Le Président (M. Bertrand, Portneuf): Aux fins de la transcription, j'aimerais que vous vous identifiiez, encore une fois, s'il vous plaît.

M. Charbonneau (Pierre): Me Pierre Charbonneau, du ministère de la Justice.

Le Président (M. Bertrand, Portneuf): Très bien. Oui, M. le député D'Arcy-McGee.

M. Bergman: Est-ce qu'il y a une définition dans le Code civil de l'«acte authentique public»?

M. Charbonneau (Pierre): Non, c'est une définition qui apparaît dans le dictionnaire québécois et canadien du professeur Hubert Reid; dans le dictionnaire de M. Crépeault aussi, la distinction entre les actes authentiques publics et les actes authentiques privés. On retrouve ça aussi dans la doctrine.

M. Ouimet: On définit les actes authentiques à 2813 et suivants. Ça ressemble à une définition, ça.

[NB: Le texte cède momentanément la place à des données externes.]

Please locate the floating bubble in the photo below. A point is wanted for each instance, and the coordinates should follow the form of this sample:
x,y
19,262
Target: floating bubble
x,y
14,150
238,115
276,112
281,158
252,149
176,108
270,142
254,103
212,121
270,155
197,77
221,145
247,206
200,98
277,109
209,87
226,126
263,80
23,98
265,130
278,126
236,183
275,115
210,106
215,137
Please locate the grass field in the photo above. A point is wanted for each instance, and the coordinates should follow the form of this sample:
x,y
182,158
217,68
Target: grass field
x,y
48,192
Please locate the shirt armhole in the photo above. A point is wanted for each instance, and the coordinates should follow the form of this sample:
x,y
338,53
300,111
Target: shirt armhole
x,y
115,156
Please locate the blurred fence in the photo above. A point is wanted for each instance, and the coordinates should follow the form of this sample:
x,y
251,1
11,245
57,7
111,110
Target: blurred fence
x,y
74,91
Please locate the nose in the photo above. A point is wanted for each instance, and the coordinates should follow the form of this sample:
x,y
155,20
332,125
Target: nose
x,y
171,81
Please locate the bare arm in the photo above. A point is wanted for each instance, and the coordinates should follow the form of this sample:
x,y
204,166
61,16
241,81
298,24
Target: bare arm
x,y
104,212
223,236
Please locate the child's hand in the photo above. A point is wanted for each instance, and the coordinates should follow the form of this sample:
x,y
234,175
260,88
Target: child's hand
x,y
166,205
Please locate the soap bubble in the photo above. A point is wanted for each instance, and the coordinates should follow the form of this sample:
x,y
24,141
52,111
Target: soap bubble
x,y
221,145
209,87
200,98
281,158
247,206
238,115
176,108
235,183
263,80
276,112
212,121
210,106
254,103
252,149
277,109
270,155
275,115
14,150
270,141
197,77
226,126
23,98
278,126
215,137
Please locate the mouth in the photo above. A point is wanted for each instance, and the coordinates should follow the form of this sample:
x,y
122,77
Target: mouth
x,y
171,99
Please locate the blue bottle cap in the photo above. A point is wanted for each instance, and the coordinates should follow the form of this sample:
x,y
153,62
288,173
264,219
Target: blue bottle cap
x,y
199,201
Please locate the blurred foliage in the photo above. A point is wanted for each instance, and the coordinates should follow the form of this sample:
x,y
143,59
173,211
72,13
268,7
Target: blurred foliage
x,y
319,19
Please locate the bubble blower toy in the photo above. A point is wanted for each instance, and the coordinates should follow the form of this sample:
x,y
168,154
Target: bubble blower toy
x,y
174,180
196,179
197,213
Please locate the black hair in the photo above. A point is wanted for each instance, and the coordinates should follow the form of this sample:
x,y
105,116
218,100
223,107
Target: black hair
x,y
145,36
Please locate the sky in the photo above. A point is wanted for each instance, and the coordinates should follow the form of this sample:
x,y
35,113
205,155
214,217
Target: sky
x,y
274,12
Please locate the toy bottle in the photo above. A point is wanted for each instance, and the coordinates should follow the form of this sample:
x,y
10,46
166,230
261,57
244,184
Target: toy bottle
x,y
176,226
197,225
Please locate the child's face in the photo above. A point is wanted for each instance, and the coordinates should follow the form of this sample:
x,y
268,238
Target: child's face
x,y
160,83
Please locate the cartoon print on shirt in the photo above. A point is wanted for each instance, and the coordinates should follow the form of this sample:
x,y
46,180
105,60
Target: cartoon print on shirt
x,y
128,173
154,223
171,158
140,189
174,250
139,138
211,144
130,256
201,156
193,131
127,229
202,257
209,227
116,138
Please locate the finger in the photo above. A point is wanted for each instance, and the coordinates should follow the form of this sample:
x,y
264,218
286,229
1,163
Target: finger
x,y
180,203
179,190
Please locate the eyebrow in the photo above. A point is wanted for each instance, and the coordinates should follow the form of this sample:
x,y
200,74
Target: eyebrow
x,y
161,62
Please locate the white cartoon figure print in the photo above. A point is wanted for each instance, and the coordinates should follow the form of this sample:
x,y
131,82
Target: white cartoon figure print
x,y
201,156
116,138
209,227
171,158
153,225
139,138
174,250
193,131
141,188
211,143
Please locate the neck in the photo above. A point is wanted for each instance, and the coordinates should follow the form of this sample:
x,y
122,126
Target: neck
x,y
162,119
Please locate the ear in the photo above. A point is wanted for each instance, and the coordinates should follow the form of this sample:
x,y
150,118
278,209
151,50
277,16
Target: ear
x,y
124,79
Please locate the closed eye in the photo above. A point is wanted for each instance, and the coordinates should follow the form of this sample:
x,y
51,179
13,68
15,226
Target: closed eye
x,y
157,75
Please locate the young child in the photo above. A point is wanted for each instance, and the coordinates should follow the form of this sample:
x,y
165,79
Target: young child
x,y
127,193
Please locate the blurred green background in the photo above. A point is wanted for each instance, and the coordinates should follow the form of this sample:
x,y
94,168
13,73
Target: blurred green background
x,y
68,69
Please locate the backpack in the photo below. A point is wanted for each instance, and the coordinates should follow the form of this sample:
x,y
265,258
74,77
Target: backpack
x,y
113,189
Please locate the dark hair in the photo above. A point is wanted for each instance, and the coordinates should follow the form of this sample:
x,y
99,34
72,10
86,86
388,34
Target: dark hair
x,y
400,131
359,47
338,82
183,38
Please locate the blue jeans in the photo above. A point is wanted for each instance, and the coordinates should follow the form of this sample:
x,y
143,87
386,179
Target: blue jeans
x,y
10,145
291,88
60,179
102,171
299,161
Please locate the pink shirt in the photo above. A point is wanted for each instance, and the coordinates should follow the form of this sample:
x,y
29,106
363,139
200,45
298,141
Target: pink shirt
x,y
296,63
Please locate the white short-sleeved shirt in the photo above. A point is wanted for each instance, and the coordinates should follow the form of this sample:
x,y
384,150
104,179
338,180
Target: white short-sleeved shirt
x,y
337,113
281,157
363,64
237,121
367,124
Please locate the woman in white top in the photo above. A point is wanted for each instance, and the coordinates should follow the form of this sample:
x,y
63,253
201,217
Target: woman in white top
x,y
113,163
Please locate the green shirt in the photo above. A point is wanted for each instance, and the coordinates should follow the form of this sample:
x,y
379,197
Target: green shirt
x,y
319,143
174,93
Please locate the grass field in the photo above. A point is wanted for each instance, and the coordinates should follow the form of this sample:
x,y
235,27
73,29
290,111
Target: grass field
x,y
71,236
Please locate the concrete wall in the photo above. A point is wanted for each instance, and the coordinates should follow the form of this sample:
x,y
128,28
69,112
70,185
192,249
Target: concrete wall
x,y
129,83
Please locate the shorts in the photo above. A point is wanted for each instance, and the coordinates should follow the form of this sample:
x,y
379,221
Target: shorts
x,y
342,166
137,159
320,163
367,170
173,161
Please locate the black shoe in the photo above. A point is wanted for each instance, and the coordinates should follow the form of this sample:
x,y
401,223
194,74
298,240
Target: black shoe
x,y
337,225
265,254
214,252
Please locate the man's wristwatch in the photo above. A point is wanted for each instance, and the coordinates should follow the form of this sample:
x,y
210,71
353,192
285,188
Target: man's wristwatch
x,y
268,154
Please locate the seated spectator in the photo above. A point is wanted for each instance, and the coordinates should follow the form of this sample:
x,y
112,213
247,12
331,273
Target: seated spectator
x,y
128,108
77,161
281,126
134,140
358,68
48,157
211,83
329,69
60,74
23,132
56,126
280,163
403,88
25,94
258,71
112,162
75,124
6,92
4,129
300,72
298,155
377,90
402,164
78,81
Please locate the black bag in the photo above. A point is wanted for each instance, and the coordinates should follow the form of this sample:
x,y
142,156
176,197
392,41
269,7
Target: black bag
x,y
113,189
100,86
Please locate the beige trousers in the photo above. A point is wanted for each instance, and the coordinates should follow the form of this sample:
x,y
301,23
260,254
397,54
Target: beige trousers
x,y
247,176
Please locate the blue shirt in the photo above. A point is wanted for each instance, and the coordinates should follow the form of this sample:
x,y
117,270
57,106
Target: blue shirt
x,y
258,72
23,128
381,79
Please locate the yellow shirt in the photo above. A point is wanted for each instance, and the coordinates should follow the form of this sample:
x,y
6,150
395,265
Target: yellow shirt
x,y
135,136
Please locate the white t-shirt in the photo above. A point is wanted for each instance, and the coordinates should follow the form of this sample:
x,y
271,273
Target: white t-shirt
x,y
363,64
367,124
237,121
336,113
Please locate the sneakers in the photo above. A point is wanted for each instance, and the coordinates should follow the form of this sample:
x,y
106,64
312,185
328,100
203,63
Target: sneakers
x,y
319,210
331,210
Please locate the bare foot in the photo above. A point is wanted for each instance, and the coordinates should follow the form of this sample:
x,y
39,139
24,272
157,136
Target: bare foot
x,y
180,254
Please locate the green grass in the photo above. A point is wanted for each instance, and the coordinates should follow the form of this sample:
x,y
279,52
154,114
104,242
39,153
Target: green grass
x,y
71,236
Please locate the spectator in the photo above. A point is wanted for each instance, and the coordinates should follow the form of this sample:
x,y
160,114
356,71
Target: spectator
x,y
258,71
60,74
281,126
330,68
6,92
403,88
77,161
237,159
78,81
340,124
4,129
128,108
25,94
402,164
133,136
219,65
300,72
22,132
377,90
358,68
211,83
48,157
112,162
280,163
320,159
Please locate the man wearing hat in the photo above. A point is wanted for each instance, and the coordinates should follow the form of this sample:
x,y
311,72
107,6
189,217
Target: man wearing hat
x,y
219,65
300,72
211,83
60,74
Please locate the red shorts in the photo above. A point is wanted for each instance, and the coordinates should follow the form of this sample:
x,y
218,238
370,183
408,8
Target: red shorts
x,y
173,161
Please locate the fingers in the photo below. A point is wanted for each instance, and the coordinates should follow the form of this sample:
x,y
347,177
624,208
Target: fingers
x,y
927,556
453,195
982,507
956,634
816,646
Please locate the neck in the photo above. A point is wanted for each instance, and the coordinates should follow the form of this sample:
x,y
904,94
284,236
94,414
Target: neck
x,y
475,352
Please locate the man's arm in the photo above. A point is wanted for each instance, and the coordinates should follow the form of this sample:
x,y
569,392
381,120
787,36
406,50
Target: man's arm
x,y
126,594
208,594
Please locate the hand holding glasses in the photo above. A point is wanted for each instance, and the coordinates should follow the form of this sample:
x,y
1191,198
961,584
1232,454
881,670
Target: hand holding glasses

M. Charbonneau (Pierre): Quand on regarde 2814, on dit : «Sont authentiques, notamment les documents suivants.» Mais évidemment ce ne sont pas toujours des documents qui impliquent la présence de parties, comme c'est le cas en matière de publicité dans l'article qui nous concerne.

Mme Goupil: Il n'y a pas de définition pour l'«acte authentique public».

M. Charbonneau (Pierre): Non.

Mme Goupil: C'est ça que vous posez comme question, hein? C'est bien ça.

M. Bergman: Oui.

M. Ouimet: Non, c'est parce que, dans l'ancien article 2990, on disait «d'actes authentiques ou publics», on ne parlait pas d'actes authentiques publics.

Mme Goupil: C'est pour cette raison qu'on trouve plus approprié d'utiliser le terme «actes authentiques» sans référer à «publics» parce que, «actes authentiques», c'est ce que l'on retrouve dans les autres articles du Code.

M. Ouimet: Puis il n'y avait pas de problème jurisprudentiel évoqué là-dessus, non?

Mme Goupil: Non.

M. Bergman: Pourquoi ne pas...

Mme Goupil: Pardon?

M. Bergman: ...retirer le mot «publics», rayer le mot «publics»?

Une voix: Pardon?

M. Bergman: Pourquoi avoir le mot «publics»?

M. Charbonneau (Pierre): Parce que les actes authentiques privés sont régis par les articles 2988 et 2989.

M. Bergman: Mais un acte est authentique ou il n'est pas authentique. Pourquoi avoir le mot «publics»?

Mme Goupil: C'est parce qu'on peut avoir un acte authentique privé alors que l'acte authentique... Bien, je ne sais pas. Comment on pourrait expliquer? Vous voulez savoir pour quelle raison on n'a pas utilisé le titre d'actes publics?

M. Ouimet: Bien, non, ce que mon collègue propose, je pense, c'est pourquoi ne pas tout simplement supprimer le mot «publics», compte tenu que...

M. Charbonneau (Pierre): Parce que les actes publics privés font l'objet de dispositions spécifiques.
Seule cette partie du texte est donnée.